Role of Notch-1/PLA2-IIA in oral dysbiosis, inflammation, and periodontal disease

The mechanisms by which mucosal responses to the microbiota in the presence of specific pathogenic bacterial species (e.g. P. gingivalis-Pg), could abrogate the host-microbe symbiotic relationship leading to dysbiosis and inflammatory disease remain not fully understood. Our pioneering R21 studies demonstrated that Pg-induced

phospholipase A2 group IIA (PLA2-IIA), in a mechanism that involves activation of Notch-1 receptor (N1R) by Pg gingipains, modulates the antimicrobial properties of oral epithelial cells (OECs). This is consistent with in vivo and clinical evidence supporting the potent (ng/mL) antimicrobial effects of PLA2-IIA. Noteworthy, oral

bacterial species exhibited differential antimicrobial susceptibility to PLA2-IIA. Moreover, gingival PLA2-IIA expression and N1R activation were elevated during initiation and progression of periodontal disease, which was concurrent with oral dysbiosis in non-human primates. In agreement with these observations, new preliminary

studies using mice models demonstrated increased gingival PLA2-IIA expression and N1R activation early after Pg infection. Remarkably, the oral microbiome of transgenic mice overexpressing PLA2-IIA (PLA2-IIA-Tg) exhibited significant differences in the abundance of bacterial species (decreased Firmicutes and increased

Proteobacteria) compared to their wild type co-caged littermates.
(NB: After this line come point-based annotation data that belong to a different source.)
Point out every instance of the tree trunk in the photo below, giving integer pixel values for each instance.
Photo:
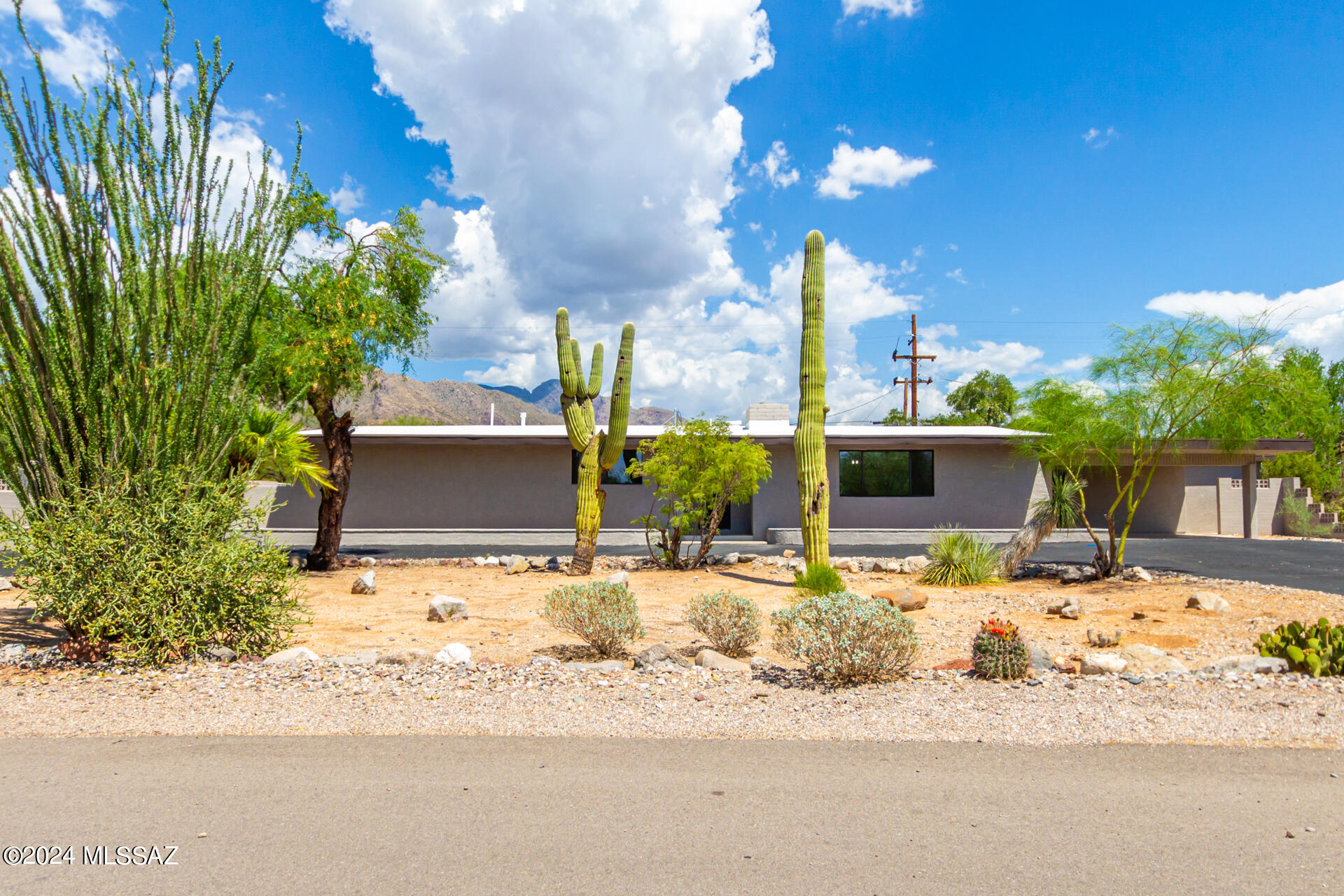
(340, 460)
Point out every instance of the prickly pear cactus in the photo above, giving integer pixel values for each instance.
(999, 652)
(598, 450)
(809, 440)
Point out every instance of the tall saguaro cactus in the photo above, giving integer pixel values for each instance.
(598, 450)
(809, 440)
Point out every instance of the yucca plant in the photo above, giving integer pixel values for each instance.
(958, 556)
(272, 448)
(132, 267)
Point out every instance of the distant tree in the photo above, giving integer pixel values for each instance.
(696, 472)
(337, 316)
(1161, 383)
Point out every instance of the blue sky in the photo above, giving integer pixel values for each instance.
(1019, 175)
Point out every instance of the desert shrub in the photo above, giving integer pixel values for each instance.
(1298, 520)
(1317, 650)
(729, 621)
(816, 580)
(843, 637)
(999, 650)
(603, 614)
(156, 570)
(958, 556)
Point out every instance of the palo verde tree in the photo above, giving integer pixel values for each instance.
(1160, 384)
(698, 470)
(332, 321)
(131, 276)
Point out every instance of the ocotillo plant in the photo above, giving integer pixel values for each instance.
(809, 440)
(598, 450)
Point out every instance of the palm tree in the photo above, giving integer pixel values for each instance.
(273, 449)
(1062, 507)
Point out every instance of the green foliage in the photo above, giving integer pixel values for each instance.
(958, 558)
(128, 281)
(847, 638)
(270, 448)
(156, 568)
(818, 580)
(1317, 650)
(603, 614)
(1161, 383)
(999, 650)
(1298, 520)
(698, 470)
(730, 622)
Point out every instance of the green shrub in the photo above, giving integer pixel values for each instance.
(729, 621)
(843, 637)
(603, 614)
(816, 580)
(958, 556)
(1317, 650)
(156, 570)
(999, 650)
(1298, 520)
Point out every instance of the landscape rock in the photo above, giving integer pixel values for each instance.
(362, 659)
(1142, 659)
(442, 608)
(714, 660)
(916, 564)
(657, 654)
(454, 654)
(605, 665)
(902, 599)
(1209, 601)
(1249, 664)
(293, 654)
(1100, 664)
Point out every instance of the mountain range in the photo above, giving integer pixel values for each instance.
(394, 398)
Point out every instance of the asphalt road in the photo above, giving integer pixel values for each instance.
(1298, 564)
(659, 817)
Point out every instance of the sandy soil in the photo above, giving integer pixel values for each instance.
(505, 625)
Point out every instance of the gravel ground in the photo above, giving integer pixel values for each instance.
(388, 697)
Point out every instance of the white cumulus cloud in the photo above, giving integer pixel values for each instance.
(881, 167)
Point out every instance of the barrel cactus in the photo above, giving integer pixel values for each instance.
(999, 650)
(598, 450)
(809, 440)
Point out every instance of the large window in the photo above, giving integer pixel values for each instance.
(619, 475)
(886, 475)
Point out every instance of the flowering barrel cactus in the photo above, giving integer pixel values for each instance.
(999, 650)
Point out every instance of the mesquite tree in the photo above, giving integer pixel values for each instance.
(131, 277)
(598, 450)
(809, 440)
(340, 315)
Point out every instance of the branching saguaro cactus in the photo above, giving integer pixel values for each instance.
(598, 450)
(809, 440)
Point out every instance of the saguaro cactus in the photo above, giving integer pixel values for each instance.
(809, 440)
(598, 450)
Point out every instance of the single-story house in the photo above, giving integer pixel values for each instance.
(886, 481)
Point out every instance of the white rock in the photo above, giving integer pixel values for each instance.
(293, 654)
(1209, 601)
(454, 654)
(1098, 664)
(442, 608)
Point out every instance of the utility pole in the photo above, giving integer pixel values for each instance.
(913, 382)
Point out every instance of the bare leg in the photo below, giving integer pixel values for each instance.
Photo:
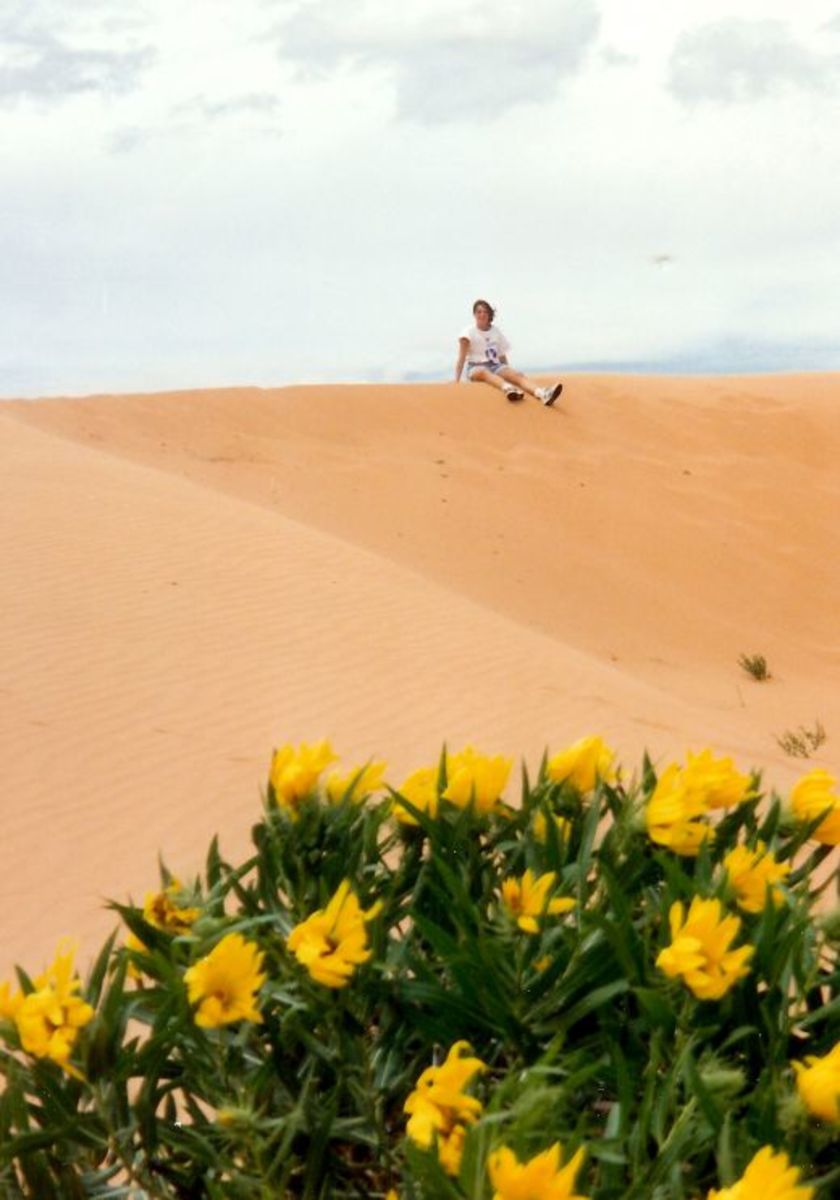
(522, 382)
(480, 376)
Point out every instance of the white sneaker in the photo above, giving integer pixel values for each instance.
(549, 395)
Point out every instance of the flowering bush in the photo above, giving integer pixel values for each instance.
(617, 989)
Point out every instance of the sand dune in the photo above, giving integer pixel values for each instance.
(191, 579)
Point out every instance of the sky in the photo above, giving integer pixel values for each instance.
(220, 192)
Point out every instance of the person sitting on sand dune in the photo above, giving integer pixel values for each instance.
(484, 348)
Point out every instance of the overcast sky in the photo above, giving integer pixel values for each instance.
(216, 192)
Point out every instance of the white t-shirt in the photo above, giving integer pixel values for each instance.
(485, 345)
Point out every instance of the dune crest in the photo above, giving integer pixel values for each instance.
(192, 577)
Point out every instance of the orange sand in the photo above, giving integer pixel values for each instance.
(191, 579)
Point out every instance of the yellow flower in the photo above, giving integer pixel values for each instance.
(527, 898)
(439, 1109)
(475, 778)
(819, 1084)
(295, 772)
(540, 827)
(162, 910)
(420, 790)
(717, 780)
(673, 814)
(333, 941)
(814, 795)
(769, 1176)
(10, 1002)
(49, 1018)
(700, 949)
(355, 784)
(225, 983)
(582, 765)
(540, 1179)
(751, 874)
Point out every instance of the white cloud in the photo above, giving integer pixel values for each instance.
(737, 60)
(461, 61)
(47, 57)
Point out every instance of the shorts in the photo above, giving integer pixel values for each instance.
(493, 367)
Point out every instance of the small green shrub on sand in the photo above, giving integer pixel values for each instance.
(755, 666)
(802, 743)
(616, 990)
Oral dysbiosis in PLA2-IIA-Tg mice was associated with changes in the gingival expression of genes involved in intracellular sensing (NOD2), classical antimicrobial factors (S100a8/S100a9, hBD1), and M1/M2 macrophage chemokines. N1R is a critical modulator

of mucosal immunity; therefore, the ability of Pg to activate N1R in OECs is an exciting and innovative observation. Preliminary data suggested that other OEC functions/responses (bacterial sensing, apoptosis, and autophagy) could involve Pg-induced N1R activation. Based on this evidence, we hypothesize that activation of

Notch-1/PLA2-IIA pathway in gingival epithelial surfaces would be an innovative and plausible mechanism by which pathogens such as Pg could specifically enhance oral dysbiosis, inflammation and periodontal disease. To test this hypothesis, we propose three specific aims: (i) To determine the role of PLA2-IIA in Pg-induced

oral dysbiosis, inflammation and periodontal disease, (ii) To determine the role of epithelial Notch-1 in Pg-induced PLA2-IIA and periodontitis, and (iii) To identify and validate oral epithelial innate responses modulated by Pg through Notch-1 activation. To address these knowledge gaps, we will use the Pg-induced periodontitis oral gavage model in mouse strains with or without a

natural PLA2-IIA mutation, PLA2-IIA-Tg mice with their WT littermates, epithelial-specific N1R deficient mice, as well as OEC cultures to validate the role of this pathway in Pg-induced oral dysbiosis and periodontal disease. These findings will enable a better understanding of the cellular and molecular mechanisms that are specifically

modulated by pathogens to alter microbial communities at mucosal surfaces as well as contribute to the evidence for future research designed to determine the role of N1R in oral health and other diseases (e.g., oral cancer).